Righto, I might be wrong here, but....

Isn't a preventive action by defenition an action you take to prevent something to happen that didn't happen yet?.

As I've understood it, if you taken an action to prevent something from happening again, it's a corrective action.

Following this reasoning, a preventive action could follow from something you've learned from a benchmark, sister companies, industry bodies, etc. and then implement before anything happens? Another and more internally focussed example i was given was if you implement something in all of your productlines to prevent problems you had in one of those productlines.

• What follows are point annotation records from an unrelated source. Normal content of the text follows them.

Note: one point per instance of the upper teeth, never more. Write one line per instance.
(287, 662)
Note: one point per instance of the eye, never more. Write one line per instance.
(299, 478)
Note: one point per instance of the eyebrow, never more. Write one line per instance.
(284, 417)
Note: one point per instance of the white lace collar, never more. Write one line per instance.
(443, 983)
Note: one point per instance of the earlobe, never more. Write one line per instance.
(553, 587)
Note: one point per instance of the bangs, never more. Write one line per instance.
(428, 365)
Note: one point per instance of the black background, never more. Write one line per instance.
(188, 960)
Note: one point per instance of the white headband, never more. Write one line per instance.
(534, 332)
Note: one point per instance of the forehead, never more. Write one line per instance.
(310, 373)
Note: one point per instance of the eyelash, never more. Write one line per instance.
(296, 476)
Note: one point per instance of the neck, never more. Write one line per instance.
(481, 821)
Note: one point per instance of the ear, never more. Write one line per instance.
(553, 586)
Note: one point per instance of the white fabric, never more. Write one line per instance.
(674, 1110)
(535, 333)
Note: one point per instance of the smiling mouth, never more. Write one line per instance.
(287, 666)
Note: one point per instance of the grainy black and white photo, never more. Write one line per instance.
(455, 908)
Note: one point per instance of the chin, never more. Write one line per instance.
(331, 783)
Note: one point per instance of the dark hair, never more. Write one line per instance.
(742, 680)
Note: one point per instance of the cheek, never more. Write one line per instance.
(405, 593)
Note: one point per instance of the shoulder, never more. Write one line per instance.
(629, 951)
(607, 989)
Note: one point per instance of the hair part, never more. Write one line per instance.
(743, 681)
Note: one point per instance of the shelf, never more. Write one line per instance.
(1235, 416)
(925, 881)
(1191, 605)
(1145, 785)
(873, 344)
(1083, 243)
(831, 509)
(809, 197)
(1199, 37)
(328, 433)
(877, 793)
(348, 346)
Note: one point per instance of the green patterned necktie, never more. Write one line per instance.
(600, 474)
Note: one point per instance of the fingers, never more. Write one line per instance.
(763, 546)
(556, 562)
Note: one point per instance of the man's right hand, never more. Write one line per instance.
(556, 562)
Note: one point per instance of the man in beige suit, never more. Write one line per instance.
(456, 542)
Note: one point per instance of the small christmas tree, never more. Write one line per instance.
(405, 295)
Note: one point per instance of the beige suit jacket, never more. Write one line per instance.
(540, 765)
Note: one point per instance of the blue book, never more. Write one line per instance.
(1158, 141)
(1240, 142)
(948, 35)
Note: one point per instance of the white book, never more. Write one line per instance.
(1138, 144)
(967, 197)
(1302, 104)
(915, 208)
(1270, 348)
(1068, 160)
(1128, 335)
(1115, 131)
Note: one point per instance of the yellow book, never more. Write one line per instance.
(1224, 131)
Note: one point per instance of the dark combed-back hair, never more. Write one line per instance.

Anyways my point is that the difference between corrective and preventive actions is derived from the (lack of) history of incidents you want to prevent.

The examples given above could all be corrective actions IMHO if the things they try to prevent actually happened there.
 
S

silly girl

Isabel said:
I would like to know pratical examples of Preventive actions (excluding preventive maintenance).
Thanks in advance

We often get preventive actions from internal audits. Auditors might notice a loop hole in the process that could allow defects / escapes, but has not done so yet. Not sure if this really qualifies though, our organization has struggled with this element also.

Silly Girl
 
C

chaosweary

See my example here: http://elsmar.com/Forums/showthread.php?p=154289#post154289

The skinny is you do a potential failure mode effects analysis (pFMEA) to narrow the scope of prevention (which is what people can't seem to get a handle on), then you implement detection (a monitor in your process that would detect the highest risk potential failure). Measure if any escapes have occured for your detection process to analyze effectiveness. You now have a closed loop PREVENTIVE action process. Not one based on the impact of a former corrective action. :2cents:
 

Helmut Jilling

Auditor / Consultant
chaosweary said:
See my example here: http://elsmar.com/Forums/showthread.php?p=154289#post154289

The skinny is you do a potential failure mode effects analysis (pFMEA) to narrow the scope of prevention (which is what people can't seem to get a handle on), then you implement detection (a monitor in your process that would detect the highest risk potential failure). Measure if any escapes have occured for your detection process to analyze effectiveness. You now have a closed loop PREVENTIVE action process. Not one based on the impact of a former corrective action. :2cents:

While that would be an acceptable example, and FMEAs are certainly preventive, I think you are making it too complicated.

FMEAs are in clause 7.3 (of TS), while "Preventive Actions" are in clause 8.5.3. I would assume if they expected them to be the same thing, they would have written it that way.

"Preventive Actions" are just like Corrective Actions, just you dealt with the cause and failure BEFORE it occurred, rather than after.

An example is:

After September 11, knives were banned from American aircraft. An appropriate corrective action, but too late. The damage was done.

Banning knives a few weeks before, as being a dumb policy, would have been a very smart preventive action. But alas, the government did not do that. So, they had to do a corrective action, and also clean up the resulting chaos and mess.

By the way, before you quibble with my definition, please reread the definition of both actions in ISO 9000 and ISO 9001 cl. 8.5.2 and 8.5.3. The definitions are extremely similar, except for a small detail - actual failure vs. potential failure. Let's not over-complicate this.
 

Helmut Jilling

Auditor / Consultant
silly girl said:
We often get preventive actions from internal audits. Auditors might notice a loop hole in the process that could allow defects / escapes, but has not done so yet. Not sure if this really qualifies though, our organization has struggled with this element also.

Silly Girl


That quaifies fine, if the are potential issues. If the escapes are already occurring, then just call it a "corrective" action and write it up just the same.